Under normal circumstances, we will use the crontab that comes with the Linux system to do the scheduled tasks. However, in celery, you can create scheduled tasks with its own scheduled task function.
Note: The key point is to set beat_schedule (plan task) in app.conf.update, task indicates the name of the task to be executed, schedule represents the execution cycle of the scheduled task, and args represents the parameters that need to be passed when the task is executed. Schedule specific configuration can refer to:
Description: Import the celery configuration, use the decorator to set the run function to the celery task.
Explanation: -A represents the name of the task executed (same as the name of the work file), and -B indicates the execution of the periodic task. There can only be one process and multiple starts.
The result of the execution is that every minute, the output: celery_crontab_test
Rabbitmq supports queue priority in version 3.5. Be sure to upgrade the rabbitmq version to 3.5 or later, otherwise you will not be able to use the priority. Need to explain, there are two priorities here, the first one is the same queue, the different messages in the queue can be set to priority; the second is to set the priority between different queues.

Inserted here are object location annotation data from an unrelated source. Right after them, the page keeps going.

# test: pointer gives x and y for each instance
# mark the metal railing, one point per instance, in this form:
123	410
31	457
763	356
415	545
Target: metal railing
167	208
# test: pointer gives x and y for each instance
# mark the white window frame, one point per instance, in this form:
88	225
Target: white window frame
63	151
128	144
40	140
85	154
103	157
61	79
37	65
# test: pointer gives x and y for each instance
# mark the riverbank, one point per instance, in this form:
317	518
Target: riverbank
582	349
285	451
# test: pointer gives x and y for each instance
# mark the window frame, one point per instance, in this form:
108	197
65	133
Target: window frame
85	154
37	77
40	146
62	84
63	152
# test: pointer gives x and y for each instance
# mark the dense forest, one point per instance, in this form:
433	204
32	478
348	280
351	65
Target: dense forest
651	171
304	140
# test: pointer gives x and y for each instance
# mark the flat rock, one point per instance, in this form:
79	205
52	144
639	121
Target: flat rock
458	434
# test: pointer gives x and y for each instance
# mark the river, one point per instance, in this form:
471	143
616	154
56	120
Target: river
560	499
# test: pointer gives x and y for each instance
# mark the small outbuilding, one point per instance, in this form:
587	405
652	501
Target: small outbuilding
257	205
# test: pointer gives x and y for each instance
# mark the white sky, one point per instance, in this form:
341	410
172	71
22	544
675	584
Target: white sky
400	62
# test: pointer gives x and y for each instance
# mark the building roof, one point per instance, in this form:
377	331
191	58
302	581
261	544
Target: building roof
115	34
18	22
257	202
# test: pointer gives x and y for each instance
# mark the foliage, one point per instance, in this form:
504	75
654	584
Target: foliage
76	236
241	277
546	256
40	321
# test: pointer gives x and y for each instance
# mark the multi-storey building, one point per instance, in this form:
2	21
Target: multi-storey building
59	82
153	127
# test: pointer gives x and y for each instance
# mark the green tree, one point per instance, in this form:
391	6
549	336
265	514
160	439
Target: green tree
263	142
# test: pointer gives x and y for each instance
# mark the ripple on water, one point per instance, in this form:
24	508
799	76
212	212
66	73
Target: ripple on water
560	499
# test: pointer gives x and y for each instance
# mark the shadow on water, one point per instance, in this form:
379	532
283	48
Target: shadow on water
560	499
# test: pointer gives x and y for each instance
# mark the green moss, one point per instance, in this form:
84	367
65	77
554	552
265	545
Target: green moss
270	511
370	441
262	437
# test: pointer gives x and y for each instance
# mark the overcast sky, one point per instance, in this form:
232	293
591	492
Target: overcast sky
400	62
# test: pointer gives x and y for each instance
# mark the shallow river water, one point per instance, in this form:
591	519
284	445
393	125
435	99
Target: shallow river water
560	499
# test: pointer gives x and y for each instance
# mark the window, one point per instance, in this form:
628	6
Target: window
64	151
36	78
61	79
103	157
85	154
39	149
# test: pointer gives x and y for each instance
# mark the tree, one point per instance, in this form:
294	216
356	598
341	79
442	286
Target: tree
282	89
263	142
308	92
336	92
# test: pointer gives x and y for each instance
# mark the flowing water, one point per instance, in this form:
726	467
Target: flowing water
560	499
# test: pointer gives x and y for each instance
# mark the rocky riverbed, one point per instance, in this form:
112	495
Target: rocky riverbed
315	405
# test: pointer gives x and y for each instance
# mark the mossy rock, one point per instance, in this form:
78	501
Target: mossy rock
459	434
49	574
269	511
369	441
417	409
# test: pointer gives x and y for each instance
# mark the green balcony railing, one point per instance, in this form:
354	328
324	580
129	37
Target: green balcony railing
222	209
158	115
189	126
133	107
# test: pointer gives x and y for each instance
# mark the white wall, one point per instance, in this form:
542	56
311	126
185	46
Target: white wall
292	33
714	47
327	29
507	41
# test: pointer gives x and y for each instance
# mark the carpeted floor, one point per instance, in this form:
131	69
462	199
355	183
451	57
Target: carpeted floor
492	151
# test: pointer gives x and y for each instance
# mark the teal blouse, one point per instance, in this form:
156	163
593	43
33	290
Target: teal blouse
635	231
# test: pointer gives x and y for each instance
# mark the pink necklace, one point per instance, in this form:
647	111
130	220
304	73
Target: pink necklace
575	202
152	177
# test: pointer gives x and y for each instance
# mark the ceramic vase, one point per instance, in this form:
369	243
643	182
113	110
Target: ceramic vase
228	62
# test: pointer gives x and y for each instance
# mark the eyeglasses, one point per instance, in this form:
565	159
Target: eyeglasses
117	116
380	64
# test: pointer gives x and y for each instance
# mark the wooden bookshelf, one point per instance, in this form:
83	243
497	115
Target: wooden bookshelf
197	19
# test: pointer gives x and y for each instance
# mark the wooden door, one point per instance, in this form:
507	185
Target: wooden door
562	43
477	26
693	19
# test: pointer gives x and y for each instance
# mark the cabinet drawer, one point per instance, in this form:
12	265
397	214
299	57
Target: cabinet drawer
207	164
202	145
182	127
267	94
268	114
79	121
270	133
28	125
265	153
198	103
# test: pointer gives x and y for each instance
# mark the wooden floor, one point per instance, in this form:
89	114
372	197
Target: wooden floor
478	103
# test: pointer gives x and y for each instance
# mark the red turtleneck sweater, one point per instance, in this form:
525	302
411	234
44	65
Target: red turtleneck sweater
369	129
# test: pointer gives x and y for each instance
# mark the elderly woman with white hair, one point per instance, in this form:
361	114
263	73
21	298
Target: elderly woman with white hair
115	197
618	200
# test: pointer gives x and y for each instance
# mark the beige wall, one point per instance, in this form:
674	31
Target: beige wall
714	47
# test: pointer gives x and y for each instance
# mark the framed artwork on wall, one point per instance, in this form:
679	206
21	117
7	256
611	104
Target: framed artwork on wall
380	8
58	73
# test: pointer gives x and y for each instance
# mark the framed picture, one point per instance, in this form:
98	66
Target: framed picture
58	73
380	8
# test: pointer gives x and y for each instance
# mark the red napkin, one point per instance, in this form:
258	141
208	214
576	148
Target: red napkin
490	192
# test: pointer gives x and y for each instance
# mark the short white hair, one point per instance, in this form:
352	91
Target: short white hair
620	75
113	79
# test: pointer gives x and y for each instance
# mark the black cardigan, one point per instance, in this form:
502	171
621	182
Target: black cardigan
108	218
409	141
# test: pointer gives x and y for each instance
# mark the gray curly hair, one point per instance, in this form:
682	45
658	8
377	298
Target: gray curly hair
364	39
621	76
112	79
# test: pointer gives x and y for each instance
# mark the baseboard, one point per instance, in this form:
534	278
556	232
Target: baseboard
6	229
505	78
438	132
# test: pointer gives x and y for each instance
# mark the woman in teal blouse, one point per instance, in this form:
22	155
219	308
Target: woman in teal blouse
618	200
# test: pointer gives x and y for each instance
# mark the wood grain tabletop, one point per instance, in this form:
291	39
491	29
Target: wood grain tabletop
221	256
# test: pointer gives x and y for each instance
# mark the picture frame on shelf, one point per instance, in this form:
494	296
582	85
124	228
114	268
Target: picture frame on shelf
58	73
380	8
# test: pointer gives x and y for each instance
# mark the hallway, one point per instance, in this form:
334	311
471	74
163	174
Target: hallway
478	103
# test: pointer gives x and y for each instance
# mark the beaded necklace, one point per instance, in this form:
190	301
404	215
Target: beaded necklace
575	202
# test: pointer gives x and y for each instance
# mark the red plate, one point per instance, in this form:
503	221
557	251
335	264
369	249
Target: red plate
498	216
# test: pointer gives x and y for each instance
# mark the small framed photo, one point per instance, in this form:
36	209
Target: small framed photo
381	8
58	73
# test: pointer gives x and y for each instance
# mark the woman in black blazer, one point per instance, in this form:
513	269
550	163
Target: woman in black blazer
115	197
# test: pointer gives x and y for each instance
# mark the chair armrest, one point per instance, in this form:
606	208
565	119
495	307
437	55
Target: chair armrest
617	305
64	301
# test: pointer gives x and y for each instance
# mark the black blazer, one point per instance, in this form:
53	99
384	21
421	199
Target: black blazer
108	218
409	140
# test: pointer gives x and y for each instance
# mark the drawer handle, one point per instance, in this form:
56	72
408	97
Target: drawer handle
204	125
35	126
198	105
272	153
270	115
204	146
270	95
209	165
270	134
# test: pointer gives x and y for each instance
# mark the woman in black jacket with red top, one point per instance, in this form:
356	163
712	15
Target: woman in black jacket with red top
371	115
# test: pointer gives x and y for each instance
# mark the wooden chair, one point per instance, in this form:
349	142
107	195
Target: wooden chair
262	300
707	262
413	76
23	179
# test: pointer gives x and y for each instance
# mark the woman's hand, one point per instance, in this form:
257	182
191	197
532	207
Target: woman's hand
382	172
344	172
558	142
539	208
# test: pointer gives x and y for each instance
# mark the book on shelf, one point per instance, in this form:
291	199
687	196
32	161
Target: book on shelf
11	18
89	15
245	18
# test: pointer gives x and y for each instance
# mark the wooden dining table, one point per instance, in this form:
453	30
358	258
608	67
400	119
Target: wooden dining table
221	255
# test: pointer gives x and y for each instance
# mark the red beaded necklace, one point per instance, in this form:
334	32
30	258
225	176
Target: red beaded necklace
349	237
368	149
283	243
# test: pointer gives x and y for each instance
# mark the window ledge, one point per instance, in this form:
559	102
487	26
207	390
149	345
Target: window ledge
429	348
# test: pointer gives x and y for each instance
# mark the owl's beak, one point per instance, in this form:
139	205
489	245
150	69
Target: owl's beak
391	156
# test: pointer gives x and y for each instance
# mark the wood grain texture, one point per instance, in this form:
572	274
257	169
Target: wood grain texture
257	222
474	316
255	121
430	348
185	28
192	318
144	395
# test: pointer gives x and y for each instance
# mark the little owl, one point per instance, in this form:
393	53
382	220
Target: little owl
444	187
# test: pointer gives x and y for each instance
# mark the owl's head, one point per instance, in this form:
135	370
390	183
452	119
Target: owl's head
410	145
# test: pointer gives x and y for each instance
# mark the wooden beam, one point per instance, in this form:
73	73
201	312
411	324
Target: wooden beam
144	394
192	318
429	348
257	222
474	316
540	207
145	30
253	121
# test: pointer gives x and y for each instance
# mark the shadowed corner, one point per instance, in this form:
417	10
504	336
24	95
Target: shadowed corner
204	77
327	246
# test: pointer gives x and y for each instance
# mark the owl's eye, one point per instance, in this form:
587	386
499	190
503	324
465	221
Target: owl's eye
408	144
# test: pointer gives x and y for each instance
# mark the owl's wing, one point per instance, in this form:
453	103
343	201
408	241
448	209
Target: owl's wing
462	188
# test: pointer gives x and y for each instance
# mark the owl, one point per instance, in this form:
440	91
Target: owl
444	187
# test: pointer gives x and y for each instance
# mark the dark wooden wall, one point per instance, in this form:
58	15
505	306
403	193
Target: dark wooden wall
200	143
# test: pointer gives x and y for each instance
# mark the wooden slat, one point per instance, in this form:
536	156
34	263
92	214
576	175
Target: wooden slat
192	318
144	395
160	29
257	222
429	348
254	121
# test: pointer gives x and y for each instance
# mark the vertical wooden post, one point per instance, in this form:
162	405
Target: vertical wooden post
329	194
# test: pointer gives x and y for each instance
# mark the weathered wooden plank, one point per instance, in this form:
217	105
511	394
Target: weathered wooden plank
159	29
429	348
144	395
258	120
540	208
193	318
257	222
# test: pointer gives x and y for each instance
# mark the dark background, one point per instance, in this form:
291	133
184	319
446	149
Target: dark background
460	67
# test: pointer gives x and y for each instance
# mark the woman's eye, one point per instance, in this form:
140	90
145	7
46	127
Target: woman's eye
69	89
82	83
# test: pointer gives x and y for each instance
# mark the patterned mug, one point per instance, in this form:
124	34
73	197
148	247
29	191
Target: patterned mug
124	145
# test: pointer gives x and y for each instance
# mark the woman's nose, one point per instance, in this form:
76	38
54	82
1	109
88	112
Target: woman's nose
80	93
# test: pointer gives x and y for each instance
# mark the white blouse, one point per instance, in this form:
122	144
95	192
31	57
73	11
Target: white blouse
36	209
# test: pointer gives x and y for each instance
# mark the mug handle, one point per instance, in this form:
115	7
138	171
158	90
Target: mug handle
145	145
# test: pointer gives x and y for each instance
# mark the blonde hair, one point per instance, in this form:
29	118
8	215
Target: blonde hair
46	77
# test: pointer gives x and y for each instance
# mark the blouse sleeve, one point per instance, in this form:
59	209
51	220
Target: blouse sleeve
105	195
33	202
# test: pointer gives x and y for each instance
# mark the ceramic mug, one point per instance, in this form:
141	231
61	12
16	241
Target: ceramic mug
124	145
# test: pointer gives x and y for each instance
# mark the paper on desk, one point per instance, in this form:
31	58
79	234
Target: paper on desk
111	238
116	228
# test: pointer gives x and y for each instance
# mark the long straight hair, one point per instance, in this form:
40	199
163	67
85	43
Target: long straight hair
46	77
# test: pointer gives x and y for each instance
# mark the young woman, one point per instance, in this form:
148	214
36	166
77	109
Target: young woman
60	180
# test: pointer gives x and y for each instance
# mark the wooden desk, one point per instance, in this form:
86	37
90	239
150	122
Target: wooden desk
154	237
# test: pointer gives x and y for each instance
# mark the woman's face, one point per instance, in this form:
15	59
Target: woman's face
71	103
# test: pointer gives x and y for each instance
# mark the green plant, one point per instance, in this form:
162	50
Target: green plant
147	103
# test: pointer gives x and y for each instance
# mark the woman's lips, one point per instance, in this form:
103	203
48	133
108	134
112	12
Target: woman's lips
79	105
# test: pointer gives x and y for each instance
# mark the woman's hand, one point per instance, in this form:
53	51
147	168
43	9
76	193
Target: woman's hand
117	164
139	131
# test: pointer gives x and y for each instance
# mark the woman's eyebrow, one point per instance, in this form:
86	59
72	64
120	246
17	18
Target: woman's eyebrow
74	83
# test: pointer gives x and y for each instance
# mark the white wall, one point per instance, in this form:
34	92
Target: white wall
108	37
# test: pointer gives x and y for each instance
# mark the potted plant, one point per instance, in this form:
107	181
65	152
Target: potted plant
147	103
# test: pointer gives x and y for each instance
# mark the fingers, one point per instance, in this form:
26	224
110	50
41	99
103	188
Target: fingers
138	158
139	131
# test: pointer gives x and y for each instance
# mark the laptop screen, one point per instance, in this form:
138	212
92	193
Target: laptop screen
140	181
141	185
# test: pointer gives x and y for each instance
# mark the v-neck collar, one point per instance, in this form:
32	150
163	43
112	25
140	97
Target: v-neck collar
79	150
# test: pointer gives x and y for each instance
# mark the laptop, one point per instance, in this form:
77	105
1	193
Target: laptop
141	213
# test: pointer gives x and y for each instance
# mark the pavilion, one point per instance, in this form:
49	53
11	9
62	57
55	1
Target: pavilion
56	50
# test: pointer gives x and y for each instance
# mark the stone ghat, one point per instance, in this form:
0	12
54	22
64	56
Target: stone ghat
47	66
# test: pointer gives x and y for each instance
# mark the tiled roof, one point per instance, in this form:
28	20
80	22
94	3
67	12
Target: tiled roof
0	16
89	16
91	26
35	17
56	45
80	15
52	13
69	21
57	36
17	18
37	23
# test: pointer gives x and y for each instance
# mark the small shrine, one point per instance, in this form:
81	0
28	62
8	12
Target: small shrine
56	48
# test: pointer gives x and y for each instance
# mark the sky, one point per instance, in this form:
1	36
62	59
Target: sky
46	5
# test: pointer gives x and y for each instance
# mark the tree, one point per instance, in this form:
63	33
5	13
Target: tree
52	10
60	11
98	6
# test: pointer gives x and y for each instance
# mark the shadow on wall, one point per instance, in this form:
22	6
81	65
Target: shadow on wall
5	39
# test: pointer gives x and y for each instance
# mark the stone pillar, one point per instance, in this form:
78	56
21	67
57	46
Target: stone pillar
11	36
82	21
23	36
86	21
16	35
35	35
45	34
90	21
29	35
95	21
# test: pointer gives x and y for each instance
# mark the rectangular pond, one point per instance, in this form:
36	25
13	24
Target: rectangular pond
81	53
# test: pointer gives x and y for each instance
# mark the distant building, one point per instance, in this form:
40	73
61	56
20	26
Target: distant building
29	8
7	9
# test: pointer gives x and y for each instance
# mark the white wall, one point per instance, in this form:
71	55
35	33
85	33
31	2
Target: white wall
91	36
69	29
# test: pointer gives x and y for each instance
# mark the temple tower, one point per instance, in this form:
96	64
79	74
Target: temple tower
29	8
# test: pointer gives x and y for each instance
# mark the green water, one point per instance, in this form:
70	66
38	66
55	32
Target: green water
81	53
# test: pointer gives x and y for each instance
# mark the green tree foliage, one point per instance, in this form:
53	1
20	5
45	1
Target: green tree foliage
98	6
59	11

Corresponding requirements: When the work performs regular tasks, the work needs to perform some emergency tasks (bursts), so some sudden tasks are pushed to the same queue, but they are ranked first in the queue (high priority), that is, first Let the work perform emergency tasks.
You can see that the hello queue has a Pri flag, indicating that it is a priority queue.
Note: As can be seen from the results, the worker prioritizes the message with priority 9.
Corresponding requirements: The worker will get the tasks in multiple queues and execute them, but the execution priority of some queues is high, and the execution priority of some queues is low.
- The implementation plan has not been found yet, and the online program test is not successful! *
The above content is the celery usage and some principles that the individual understands. If there is any delay, please correct me, thank you!